Les pressions internationales imposées à la Syrie ont augmenté après les déclarations faites par son ancien vice-président, Abdel-Halim Khaddam. Parallèlement, les initiatives arabes visant à alléger ces pressions et à trouver une formule garantissant la réponse aux demandes de la commission internationale d’investigation sans porter atteinte à la souveraineté de la Syrie ont augmenté. Par ailleurs, la commission internationale a pris des mesures rapides pour enquêter sur les déclarations faites par Khaddam, alors qu’elle s’était auparavant empressée de considérer ces déclarations comme des réalités ou des indices. En effet, elle avait directement demandé à rencontrer le président syrien et son ministre des Affaires étrangères, Farouq Al-Chareh. L’Egypte et l’Arabie saoudite ont pris l’initiative d’un mouvement pour parvenir à une formule acceptable entre les demandes de la commission d’investigation et le refus syrien prévu de cette demande.

C’est dans ce cadre que se situe la visite éclair effectuée par le président Moubarak en Arabie saoudite et sa rencontre avec le roi Abdallah, et sa visite le lendemain en France et sa rencontre avec le président Jacques Chirac. Ces initiatives égyptiennes et saoudiennes indiquent clairement que la Syrie ne sera pas seule face aux pressions internationales et que les pays arabes s’activent pour parvenir à une formule garantissant la non politisation des activités de la commission internationale d’investigation.

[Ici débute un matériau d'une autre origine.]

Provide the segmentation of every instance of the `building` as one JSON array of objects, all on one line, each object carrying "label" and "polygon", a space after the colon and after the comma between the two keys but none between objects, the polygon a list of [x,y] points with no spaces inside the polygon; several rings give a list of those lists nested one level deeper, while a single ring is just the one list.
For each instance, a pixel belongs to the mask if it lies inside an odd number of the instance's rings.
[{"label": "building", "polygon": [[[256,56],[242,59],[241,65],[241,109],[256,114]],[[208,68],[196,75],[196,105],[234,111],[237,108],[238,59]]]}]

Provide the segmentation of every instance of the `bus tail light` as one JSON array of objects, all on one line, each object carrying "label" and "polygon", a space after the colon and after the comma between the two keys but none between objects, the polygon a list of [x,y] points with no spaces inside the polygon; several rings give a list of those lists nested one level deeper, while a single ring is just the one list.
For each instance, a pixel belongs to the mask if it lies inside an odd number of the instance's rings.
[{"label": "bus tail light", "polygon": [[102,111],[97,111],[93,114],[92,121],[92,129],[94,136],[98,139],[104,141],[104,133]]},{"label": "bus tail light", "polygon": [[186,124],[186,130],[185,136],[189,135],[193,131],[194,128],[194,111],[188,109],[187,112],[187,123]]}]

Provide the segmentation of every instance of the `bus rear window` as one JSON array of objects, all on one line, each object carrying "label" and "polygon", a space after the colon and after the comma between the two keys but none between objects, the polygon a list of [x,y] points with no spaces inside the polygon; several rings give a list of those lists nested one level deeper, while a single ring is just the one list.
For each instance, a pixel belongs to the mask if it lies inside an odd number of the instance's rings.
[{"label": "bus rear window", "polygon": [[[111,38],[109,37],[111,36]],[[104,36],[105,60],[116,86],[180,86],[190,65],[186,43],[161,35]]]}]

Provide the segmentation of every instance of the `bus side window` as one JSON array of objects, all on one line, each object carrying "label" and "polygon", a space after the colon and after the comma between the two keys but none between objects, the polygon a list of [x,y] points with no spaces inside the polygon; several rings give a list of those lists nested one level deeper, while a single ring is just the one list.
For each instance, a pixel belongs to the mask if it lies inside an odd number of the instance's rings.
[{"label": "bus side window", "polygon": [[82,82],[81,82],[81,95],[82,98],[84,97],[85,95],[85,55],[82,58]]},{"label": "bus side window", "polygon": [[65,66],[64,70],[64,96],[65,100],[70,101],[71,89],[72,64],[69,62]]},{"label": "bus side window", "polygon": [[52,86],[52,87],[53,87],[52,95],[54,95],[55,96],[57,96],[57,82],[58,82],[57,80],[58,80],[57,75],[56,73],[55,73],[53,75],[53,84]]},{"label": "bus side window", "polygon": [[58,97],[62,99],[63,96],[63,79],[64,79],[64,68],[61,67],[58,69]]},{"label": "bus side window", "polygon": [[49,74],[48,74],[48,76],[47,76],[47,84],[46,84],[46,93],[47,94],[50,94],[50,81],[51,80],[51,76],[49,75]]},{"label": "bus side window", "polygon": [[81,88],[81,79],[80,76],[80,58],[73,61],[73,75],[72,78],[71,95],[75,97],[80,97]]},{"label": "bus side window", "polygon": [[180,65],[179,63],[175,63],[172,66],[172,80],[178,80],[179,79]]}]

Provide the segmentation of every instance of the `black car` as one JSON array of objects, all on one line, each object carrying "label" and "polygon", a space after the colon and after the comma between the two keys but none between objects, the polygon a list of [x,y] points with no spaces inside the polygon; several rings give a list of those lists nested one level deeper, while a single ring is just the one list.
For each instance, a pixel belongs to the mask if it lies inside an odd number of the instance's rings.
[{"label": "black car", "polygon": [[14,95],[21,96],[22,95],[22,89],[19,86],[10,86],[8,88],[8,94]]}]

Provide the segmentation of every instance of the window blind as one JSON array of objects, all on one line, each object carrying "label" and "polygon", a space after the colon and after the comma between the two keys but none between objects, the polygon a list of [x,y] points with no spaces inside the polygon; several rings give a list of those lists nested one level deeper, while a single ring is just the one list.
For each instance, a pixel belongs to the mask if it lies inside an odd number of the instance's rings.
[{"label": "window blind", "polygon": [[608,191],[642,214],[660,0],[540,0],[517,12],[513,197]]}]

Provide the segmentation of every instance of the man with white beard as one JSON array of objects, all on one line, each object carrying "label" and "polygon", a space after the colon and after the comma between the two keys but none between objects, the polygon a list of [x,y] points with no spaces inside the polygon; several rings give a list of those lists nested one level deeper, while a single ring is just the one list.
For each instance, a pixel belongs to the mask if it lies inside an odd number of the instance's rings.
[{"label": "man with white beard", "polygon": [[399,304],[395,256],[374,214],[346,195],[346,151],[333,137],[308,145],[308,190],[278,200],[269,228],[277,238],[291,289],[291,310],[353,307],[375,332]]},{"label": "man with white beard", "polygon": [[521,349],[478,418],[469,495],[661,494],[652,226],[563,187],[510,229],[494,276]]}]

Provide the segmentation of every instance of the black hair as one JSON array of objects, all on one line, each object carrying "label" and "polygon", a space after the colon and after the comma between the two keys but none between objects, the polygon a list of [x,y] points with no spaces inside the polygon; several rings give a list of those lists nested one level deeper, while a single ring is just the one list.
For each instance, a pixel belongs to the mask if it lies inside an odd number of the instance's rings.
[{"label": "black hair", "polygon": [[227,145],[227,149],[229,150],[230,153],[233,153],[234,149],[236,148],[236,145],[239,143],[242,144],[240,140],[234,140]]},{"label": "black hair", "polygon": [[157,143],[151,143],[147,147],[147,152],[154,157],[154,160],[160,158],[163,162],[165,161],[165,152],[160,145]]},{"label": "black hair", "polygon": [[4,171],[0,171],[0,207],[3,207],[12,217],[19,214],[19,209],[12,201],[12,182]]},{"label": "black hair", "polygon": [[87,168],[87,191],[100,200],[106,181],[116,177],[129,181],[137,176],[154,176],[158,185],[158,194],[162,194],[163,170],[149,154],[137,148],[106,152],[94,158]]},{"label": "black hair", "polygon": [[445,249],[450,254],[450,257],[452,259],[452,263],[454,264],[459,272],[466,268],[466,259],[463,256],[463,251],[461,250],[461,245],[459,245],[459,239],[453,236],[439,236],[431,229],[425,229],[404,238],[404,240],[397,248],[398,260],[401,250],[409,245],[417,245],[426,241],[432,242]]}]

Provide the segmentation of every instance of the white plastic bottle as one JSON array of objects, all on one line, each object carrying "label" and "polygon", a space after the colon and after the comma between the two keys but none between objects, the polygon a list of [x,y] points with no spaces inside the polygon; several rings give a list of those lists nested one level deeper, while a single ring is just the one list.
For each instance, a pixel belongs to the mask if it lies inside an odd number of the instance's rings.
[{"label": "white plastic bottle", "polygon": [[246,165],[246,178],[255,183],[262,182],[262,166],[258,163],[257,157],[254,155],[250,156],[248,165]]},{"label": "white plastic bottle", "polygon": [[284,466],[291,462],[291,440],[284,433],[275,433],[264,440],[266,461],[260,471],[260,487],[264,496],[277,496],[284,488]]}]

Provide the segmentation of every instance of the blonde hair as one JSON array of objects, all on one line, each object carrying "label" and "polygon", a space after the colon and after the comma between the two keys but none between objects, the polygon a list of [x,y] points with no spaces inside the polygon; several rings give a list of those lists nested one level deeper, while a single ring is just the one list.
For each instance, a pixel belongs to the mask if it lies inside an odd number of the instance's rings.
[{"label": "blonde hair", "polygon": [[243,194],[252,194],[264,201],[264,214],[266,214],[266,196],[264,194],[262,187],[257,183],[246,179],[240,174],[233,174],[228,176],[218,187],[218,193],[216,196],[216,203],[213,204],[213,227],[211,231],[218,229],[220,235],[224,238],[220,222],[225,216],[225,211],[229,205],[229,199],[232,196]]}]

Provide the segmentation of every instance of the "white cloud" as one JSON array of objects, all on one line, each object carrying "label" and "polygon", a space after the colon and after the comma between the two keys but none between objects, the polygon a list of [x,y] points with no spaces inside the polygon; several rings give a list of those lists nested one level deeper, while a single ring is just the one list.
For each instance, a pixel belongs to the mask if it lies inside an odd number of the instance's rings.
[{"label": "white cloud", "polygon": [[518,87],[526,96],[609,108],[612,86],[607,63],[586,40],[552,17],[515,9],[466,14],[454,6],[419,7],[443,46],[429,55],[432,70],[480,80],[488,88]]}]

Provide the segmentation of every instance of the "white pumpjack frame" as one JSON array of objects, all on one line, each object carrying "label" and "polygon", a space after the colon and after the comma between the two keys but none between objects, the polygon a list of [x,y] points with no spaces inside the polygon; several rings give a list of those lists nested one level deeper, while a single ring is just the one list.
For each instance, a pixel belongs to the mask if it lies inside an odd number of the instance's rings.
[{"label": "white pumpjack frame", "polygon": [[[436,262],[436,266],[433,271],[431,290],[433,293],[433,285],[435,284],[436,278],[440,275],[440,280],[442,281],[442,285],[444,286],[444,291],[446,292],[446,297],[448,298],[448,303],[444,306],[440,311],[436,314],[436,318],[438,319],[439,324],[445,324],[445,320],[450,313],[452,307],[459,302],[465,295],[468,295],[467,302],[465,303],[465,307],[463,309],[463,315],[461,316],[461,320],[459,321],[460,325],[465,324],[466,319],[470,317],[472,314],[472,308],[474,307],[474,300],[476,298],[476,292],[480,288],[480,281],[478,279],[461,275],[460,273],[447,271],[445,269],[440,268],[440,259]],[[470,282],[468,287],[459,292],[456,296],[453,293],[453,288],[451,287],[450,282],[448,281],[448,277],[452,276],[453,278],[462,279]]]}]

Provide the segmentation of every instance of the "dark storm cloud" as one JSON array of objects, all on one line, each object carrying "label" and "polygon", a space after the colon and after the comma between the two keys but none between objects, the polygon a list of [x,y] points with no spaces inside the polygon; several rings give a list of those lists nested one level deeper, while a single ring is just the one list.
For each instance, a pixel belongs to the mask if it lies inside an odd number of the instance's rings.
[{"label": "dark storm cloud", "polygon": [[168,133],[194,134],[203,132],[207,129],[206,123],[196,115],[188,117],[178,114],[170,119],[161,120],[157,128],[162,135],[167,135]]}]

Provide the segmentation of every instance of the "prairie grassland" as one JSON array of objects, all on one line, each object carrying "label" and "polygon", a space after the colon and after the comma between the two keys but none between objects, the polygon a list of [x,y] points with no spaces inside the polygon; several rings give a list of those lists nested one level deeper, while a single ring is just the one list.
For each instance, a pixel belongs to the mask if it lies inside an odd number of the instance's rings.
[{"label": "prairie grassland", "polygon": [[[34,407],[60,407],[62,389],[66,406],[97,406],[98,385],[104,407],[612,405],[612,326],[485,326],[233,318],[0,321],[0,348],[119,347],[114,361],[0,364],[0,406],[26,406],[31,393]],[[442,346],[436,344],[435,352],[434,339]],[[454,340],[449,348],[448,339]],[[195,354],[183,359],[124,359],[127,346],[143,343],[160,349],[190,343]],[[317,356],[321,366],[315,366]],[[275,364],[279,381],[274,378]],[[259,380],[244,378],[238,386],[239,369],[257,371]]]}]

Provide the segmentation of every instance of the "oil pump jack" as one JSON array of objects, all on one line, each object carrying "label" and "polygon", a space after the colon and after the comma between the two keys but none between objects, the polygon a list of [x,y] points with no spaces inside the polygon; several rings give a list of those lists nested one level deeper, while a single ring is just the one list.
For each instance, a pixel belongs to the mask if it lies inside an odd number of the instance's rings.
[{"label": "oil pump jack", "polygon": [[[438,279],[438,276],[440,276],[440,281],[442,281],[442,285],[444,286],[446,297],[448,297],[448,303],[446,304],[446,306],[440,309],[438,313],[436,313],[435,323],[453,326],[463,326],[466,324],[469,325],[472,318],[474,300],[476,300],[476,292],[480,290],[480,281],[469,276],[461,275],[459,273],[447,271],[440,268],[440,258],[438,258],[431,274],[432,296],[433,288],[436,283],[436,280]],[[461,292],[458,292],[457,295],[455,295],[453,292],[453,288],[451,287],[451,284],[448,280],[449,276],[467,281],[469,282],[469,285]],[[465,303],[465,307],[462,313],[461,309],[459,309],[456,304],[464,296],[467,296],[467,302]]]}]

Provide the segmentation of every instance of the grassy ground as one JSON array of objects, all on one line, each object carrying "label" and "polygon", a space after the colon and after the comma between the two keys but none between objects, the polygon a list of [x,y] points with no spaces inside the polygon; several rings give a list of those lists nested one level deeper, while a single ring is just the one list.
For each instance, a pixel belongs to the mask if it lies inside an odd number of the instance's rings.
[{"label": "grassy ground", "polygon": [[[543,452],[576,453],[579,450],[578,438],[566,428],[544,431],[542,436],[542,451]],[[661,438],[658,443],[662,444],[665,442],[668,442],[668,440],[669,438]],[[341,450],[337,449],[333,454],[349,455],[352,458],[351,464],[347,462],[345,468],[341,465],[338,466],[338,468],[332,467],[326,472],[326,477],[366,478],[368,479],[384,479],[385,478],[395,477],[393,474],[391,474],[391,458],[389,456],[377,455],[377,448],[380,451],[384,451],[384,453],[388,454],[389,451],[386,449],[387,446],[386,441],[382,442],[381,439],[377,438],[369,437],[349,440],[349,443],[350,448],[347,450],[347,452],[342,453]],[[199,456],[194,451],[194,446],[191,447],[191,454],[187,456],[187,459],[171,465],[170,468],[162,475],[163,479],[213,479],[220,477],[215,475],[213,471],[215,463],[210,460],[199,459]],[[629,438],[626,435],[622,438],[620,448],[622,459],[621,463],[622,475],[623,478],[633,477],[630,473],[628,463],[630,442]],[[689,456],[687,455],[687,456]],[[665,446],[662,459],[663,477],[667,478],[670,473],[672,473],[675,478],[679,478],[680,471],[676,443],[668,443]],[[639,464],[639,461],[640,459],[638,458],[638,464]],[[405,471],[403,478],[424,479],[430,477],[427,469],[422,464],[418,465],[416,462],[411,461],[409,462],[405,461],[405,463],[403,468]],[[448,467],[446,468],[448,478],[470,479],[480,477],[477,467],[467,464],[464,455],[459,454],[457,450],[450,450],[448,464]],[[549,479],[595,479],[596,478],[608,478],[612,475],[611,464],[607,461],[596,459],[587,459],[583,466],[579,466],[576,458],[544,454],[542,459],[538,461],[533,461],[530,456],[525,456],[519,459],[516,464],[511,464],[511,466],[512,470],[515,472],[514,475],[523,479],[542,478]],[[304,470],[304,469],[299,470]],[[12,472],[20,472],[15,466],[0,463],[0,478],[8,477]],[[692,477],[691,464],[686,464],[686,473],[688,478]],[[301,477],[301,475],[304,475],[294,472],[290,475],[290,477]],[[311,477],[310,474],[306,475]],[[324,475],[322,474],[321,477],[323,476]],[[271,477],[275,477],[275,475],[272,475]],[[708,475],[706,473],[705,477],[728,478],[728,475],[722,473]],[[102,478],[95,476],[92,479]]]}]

Abdel-Halim Khaddam a tout simplement fait une transaction durant laquelle il a vendu son pays pour des intérêts personnels. En effet, selon des sources étrangères, il se présente dans les pays occidentaux comme le prochain président syrien après le renversement du régime actuel. Ceci nous pousse à nous demander : l’ambition de devenir chef d’Etat peut-elle pousser un homme ayant passé plus de 40 ans à divers postes politiques à vendre son pays ou à marcher sur les cadavres de ses concitoyens ? On ne peut écarter l’éventualité de la transaction politique et même économique du comportement de Khaddam. Ceci reflète clairement le drame de peuples qui ont malheureusement des hommes politiques prêts à vendre leur patrie. L’essentiel maintenant est de dévoiler les complots qui se trament contre notre région puis de se mouvoir de manière collective et positive pour y faire face.